Tasting on Český Krumlov
Mom put me in charge of where we would eat in Český Krumlov, so I did a bit of homework on Foursquare and my trusty USE-IT map. We ended up going to two restaurants, both of which served traditional Czech cuisines. Since this UNESCO town is the second-most popular tourist destination in the country outside of Prague, English-speaking staff and menus were readily available.
The currency in Czech Republic is the koruna (Kč), and at the time of writing, the exchange rate was about 24 Kč to US$1. All businesses are listed from most budget-friendly to least.
Na Louži
Kájovská 66, 381 01 Český Krumlov, Czech Republic
I emailed Na Louži for a lunch reservation at 11:30 and initially requested a pre-order of their whole roasted goose. But the staff cautioned that those birds are extremely heavy and would be quite expensive for our modest family of four (~US$75: they’re better suited for parties of five or six). So we opted to order off the regular menu. When we walked in, my name was on a card on our table.
We started with one 0.3L mug of each kind of Eggenberg beer available (light, dark, and yeast for 21 Kč each) and 0.3L of draft raspberry lemonade (23 Kč) for mom. At first, our waitress mistakenly brought out three light beers, but I got the attention of another waiter, and he gruffly took two mugs and brought out one dark and one yeast. Dad’s favorite was light, my favorite was dark, and Alex’s favorite was yeast. The lemonade was good but nothing special.
I spotted utopenec (pickled sausage for 55 Kč) and Olomoucké tvarůžky (Olomouc stinky cheese for 79 Kč) and figured my family should try these unique Czech dishes. The sausage was sour as expected, but I was weirded out by how the cheese was served in circular discs with large chunks of butter rather than with bread as I had in Olomouc.
Dad ordered the quarter of roasted duck with bread and potato knedlíky (219 Kč), Alex opted for the pork schnitzel stuffed with cheese and ham (212 Kč), and mom and I agreed on the pork platter (189 Kč). The duck was lean yet tender. The schnitzel required obvious skill to execute properly, and the pork platter was a veritable variety of different cuts and the best value. Whereas bread knedlíky is basically the equivalent of the Chinese mantou, everyone loved the potato knedlíky, which had a pleasant resistance to the tooth.
Making a reservation was the right call since the restaurant is not very big, and it filled up quickly.
U Dwau Maryí
Parkán 104, 381 01 Český Krumlov, Czech Republic
Aspiring to share what people used to eat 12th-century Český Krumlov, U Dwau Maryí is in an historic house on the north side of city center. Thanks to its location, you can enjoy an excellent view of the castle and St. Jost Church.

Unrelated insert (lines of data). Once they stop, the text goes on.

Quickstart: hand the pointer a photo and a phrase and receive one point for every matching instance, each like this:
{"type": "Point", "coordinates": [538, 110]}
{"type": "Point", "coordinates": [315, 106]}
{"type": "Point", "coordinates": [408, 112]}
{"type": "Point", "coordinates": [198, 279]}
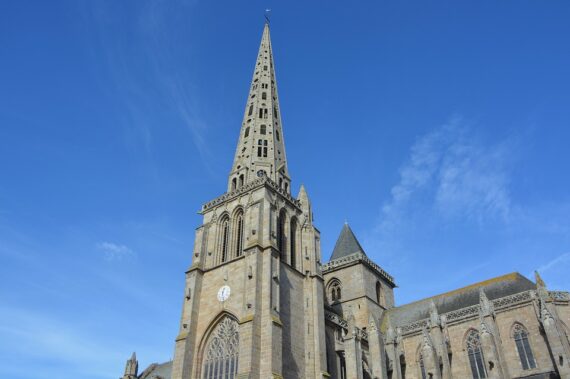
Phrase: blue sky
{"type": "Point", "coordinates": [440, 131]}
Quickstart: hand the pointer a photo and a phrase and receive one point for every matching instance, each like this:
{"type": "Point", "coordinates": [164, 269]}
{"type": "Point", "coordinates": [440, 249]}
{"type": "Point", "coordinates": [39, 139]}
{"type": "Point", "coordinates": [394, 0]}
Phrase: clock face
{"type": "Point", "coordinates": [223, 293]}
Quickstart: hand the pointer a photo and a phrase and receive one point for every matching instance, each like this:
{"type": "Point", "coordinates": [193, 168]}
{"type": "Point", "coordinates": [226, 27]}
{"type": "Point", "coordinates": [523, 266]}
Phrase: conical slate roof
{"type": "Point", "coordinates": [347, 244]}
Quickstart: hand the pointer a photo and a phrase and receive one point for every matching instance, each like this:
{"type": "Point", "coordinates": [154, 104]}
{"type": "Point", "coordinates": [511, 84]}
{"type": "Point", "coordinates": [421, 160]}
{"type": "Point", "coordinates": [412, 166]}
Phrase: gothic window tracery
{"type": "Point", "coordinates": [222, 351]}
{"type": "Point", "coordinates": [475, 354]}
{"type": "Point", "coordinates": [262, 148]}
{"type": "Point", "coordinates": [239, 234]}
{"type": "Point", "coordinates": [335, 290]}
{"type": "Point", "coordinates": [224, 235]}
{"type": "Point", "coordinates": [520, 335]}
{"type": "Point", "coordinates": [293, 249]}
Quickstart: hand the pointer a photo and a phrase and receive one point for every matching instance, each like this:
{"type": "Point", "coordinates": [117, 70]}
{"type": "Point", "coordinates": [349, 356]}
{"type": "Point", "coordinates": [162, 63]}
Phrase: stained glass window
{"type": "Point", "coordinates": [222, 351]}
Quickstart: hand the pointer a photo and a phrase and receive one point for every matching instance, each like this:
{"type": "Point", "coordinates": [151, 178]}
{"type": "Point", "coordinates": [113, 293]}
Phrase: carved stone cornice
{"type": "Point", "coordinates": [473, 311]}
{"type": "Point", "coordinates": [257, 183]}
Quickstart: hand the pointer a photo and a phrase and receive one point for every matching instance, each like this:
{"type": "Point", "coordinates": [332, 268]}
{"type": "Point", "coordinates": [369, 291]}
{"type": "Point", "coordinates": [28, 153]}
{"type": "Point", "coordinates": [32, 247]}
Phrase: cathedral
{"type": "Point", "coordinates": [262, 301]}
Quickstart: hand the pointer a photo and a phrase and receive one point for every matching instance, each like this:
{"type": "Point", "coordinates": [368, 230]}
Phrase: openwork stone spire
{"type": "Point", "coordinates": [261, 149]}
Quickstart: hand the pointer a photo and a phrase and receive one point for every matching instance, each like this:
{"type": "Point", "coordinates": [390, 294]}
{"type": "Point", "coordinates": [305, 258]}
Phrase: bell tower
{"type": "Point", "coordinates": [253, 300]}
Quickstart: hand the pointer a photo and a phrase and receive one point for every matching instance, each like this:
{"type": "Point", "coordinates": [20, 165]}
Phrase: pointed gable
{"type": "Point", "coordinates": [347, 244]}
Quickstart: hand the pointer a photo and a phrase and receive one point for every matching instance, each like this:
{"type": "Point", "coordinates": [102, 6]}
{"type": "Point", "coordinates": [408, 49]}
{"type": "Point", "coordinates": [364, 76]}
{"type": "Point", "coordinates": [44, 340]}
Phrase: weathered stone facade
{"type": "Point", "coordinates": [259, 302]}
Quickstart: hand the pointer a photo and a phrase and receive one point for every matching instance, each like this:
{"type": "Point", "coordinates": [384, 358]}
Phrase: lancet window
{"type": "Point", "coordinates": [262, 148]}
{"type": "Point", "coordinates": [222, 351]}
{"type": "Point", "coordinates": [293, 239]}
{"type": "Point", "coordinates": [422, 367]}
{"type": "Point", "coordinates": [281, 245]}
{"type": "Point", "coordinates": [475, 354]}
{"type": "Point", "coordinates": [239, 234]}
{"type": "Point", "coordinates": [520, 336]}
{"type": "Point", "coordinates": [335, 290]}
{"type": "Point", "coordinates": [224, 235]}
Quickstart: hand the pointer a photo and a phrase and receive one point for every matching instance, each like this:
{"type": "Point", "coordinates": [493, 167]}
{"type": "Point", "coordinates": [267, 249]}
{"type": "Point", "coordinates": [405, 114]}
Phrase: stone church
{"type": "Point", "coordinates": [260, 301]}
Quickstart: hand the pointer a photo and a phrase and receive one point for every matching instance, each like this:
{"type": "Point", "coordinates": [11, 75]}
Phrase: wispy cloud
{"type": "Point", "coordinates": [115, 252]}
{"type": "Point", "coordinates": [145, 65]}
{"type": "Point", "coordinates": [451, 171]}
{"type": "Point", "coordinates": [561, 259]}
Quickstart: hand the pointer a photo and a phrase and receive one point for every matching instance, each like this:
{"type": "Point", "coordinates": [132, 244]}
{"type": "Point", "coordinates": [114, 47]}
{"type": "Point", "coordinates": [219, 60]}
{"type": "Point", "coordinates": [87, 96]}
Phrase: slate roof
{"type": "Point", "coordinates": [494, 288]}
{"type": "Point", "coordinates": [346, 244]}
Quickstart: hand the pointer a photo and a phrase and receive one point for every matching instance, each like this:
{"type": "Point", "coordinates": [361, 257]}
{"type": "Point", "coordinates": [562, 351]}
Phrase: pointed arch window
{"type": "Point", "coordinates": [422, 367]}
{"type": "Point", "coordinates": [239, 234]}
{"type": "Point", "coordinates": [281, 233]}
{"type": "Point", "coordinates": [335, 290]}
{"type": "Point", "coordinates": [475, 354]}
{"type": "Point", "coordinates": [224, 235]}
{"type": "Point", "coordinates": [293, 239]}
{"type": "Point", "coordinates": [262, 148]}
{"type": "Point", "coordinates": [222, 351]}
{"type": "Point", "coordinates": [520, 335]}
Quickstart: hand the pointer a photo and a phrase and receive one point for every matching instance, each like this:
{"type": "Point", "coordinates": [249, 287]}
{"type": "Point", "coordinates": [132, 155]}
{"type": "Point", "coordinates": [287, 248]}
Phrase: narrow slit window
{"type": "Point", "coordinates": [523, 347]}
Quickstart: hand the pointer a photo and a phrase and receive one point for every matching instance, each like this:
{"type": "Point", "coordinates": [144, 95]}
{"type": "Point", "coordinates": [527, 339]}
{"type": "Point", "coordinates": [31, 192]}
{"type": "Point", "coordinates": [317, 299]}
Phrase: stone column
{"type": "Point", "coordinates": [184, 352]}
{"type": "Point", "coordinates": [491, 340]}
{"type": "Point", "coordinates": [429, 355]}
{"type": "Point", "coordinates": [392, 352]}
{"type": "Point", "coordinates": [557, 342]}
{"type": "Point", "coordinates": [490, 353]}
{"type": "Point", "coordinates": [353, 351]}
{"type": "Point", "coordinates": [439, 342]}
{"type": "Point", "coordinates": [377, 350]}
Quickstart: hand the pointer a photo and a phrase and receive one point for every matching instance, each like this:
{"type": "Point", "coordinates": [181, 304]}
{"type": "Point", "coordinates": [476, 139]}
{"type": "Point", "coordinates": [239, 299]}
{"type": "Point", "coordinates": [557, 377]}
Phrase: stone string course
{"type": "Point", "coordinates": [462, 314]}
{"type": "Point", "coordinates": [263, 181]}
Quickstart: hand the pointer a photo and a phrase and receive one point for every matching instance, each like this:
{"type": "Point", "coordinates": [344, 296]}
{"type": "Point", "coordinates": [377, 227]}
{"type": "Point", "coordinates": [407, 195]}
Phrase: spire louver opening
{"type": "Point", "coordinates": [261, 149]}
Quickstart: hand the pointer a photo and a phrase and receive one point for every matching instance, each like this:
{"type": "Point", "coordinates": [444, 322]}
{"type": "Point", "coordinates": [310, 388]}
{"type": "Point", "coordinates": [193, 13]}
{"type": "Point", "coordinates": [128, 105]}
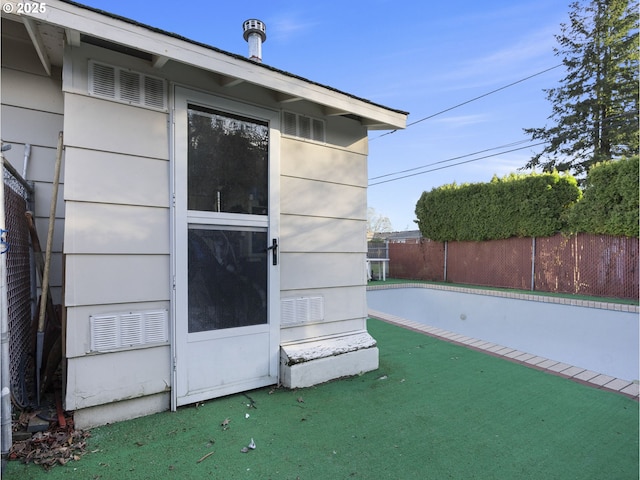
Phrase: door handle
{"type": "Point", "coordinates": [274, 251]}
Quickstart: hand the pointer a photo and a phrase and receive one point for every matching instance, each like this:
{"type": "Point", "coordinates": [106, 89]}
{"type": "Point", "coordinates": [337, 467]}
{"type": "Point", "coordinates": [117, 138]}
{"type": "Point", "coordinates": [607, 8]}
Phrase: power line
{"type": "Point", "coordinates": [455, 164]}
{"type": "Point", "coordinates": [472, 100]}
{"type": "Point", "coordinates": [512, 144]}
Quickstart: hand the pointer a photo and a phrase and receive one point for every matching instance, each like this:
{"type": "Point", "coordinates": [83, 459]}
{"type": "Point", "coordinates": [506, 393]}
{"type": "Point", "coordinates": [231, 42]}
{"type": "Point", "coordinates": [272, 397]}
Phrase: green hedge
{"type": "Point", "coordinates": [611, 200]}
{"type": "Point", "coordinates": [533, 205]}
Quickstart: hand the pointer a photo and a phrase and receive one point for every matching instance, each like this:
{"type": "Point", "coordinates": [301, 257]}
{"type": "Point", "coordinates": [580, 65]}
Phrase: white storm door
{"type": "Point", "coordinates": [227, 289]}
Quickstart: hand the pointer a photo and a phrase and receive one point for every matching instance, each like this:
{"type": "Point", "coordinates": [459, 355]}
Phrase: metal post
{"type": "Point", "coordinates": [445, 261]}
{"type": "Point", "coordinates": [5, 374]}
{"type": "Point", "coordinates": [533, 263]}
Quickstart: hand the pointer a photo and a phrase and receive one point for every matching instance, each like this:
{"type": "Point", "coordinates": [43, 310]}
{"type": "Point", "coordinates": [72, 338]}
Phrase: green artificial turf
{"type": "Point", "coordinates": [433, 410]}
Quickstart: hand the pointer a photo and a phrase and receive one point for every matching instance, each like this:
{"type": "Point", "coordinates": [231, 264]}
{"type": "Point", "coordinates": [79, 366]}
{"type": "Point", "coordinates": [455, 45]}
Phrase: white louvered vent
{"type": "Point", "coordinates": [301, 309]}
{"type": "Point", "coordinates": [127, 86]}
{"type": "Point", "coordinates": [130, 329]}
{"type": "Point", "coordinates": [303, 127]}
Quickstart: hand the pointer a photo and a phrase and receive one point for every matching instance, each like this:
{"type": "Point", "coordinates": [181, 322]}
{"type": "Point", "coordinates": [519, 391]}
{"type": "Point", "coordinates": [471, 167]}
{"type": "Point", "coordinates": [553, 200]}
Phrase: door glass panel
{"type": "Point", "coordinates": [227, 278]}
{"type": "Point", "coordinates": [227, 162]}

Alex and I started off with hot mead: one South Bohemian (65 Kč) and one almond (70 Kč). The South Bohemian one tasted like it uses the same herbs and spices as Kofola. But we preferred the almond one because it tasted slightly less strongly of alcohol. Both were very strong! Dad enjoyed another mug of Eggenberg Light (30 Kč).
Mom wanted the garlic soup (40 Kč) and couldn’t get enough of it. I had to ask for a second spoonful, but I don’t blame her! It was very comforting.

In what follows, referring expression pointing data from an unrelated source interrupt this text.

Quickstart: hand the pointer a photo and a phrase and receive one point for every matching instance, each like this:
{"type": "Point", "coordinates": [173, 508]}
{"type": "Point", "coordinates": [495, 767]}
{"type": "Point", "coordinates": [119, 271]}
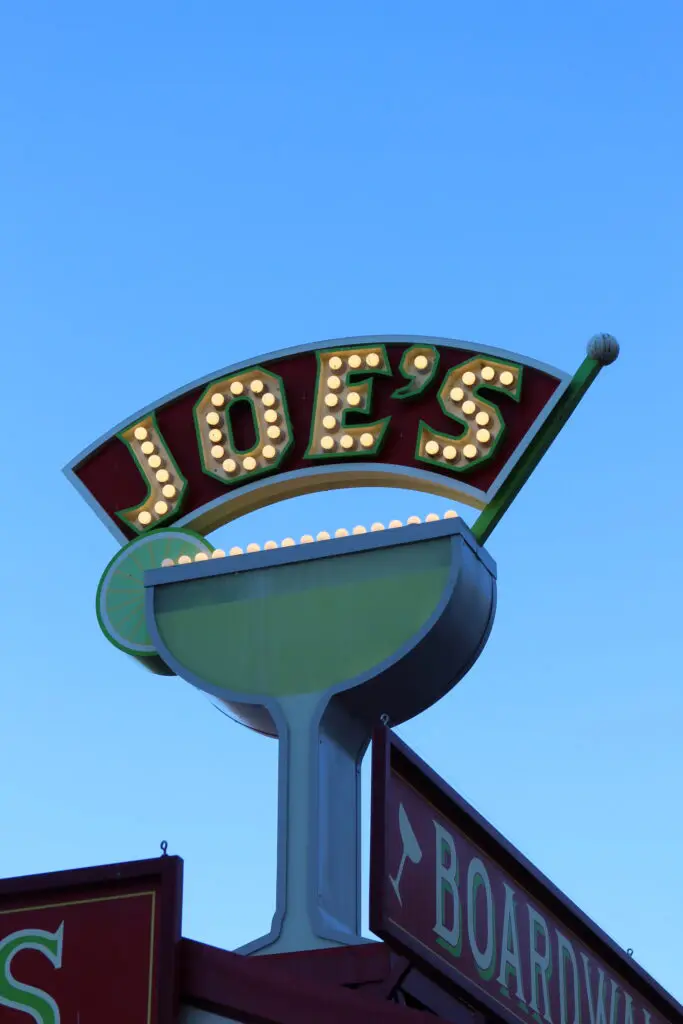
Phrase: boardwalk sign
{"type": "Point", "coordinates": [451, 893]}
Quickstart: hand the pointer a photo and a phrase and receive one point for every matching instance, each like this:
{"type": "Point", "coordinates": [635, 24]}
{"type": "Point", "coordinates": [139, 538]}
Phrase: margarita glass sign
{"type": "Point", "coordinates": [316, 642]}
{"type": "Point", "coordinates": [313, 643]}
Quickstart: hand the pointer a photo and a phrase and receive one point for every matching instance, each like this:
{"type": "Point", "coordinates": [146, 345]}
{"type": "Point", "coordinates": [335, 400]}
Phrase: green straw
{"type": "Point", "coordinates": [602, 349]}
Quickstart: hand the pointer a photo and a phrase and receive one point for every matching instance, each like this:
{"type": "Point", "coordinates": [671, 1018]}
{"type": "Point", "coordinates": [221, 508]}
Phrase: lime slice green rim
{"type": "Point", "coordinates": [142, 553]}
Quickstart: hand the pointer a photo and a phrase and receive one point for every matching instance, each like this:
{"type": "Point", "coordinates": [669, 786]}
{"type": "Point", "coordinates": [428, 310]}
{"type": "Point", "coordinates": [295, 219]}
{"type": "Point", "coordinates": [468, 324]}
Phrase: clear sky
{"type": "Point", "coordinates": [183, 185]}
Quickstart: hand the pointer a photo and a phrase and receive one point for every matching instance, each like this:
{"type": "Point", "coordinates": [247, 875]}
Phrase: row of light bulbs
{"type": "Point", "coordinates": [289, 542]}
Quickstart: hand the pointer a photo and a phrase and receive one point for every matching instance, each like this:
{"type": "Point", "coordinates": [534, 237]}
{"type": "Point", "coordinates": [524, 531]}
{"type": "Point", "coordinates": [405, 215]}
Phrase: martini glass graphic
{"type": "Point", "coordinates": [313, 644]}
{"type": "Point", "coordinates": [412, 849]}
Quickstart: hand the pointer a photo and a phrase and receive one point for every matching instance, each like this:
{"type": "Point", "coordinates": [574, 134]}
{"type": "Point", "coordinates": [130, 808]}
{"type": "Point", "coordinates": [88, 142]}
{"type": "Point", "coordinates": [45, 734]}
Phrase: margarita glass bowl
{"type": "Point", "coordinates": [315, 644]}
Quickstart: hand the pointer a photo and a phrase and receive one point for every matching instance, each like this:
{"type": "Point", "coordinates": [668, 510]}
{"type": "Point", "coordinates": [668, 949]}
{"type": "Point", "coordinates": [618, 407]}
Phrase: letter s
{"type": "Point", "coordinates": [26, 998]}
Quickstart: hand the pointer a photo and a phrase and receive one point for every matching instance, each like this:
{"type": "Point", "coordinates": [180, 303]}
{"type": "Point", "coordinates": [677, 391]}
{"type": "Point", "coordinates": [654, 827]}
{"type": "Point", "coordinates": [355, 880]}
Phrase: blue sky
{"type": "Point", "coordinates": [182, 185]}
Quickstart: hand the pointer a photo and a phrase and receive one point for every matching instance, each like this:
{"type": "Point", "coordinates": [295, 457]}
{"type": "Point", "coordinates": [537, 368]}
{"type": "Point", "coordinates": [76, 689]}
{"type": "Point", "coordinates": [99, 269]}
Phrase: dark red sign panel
{"type": "Point", "coordinates": [116, 476]}
{"type": "Point", "coordinates": [97, 945]}
{"type": "Point", "coordinates": [449, 892]}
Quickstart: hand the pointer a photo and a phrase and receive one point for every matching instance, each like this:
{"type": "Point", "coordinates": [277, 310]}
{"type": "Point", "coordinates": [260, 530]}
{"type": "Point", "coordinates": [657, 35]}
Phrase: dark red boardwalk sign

We ordered two portions of the Old Bohemian Feast, one with rabbit (175 Kč) and the other with pheasant (195 Kč). This was plenty since we were still a bit full from lunch. Both portions came with smoked meat, millet, potato cake, dumpling, potatoes, and salad. But there was not much rabbit and pheasant, so it would’ve been nice to double the main and keep the quantity of sides. Everything tasted so carefully made, especially the millet.
I spotted an item under the vegetarian section called, “potato dumplings with poppy seeds and sugar”, which I immediately ordered because this is supposedly a dish you can’t find in restaurants and requires a Czech grandma to make it for you. You’re supposed to eat it as an entrée, but we tried it for dessert. The dumplings were al dente, and the crushed poppy seeds reminded us of black sesame powder. Mom even thought she could get away with leaving the filling of tangyuan out of the glutinous rice!
What a wonderful day I spent with my family in this little town! I’m so glad we were able to coordinate this at the last minute.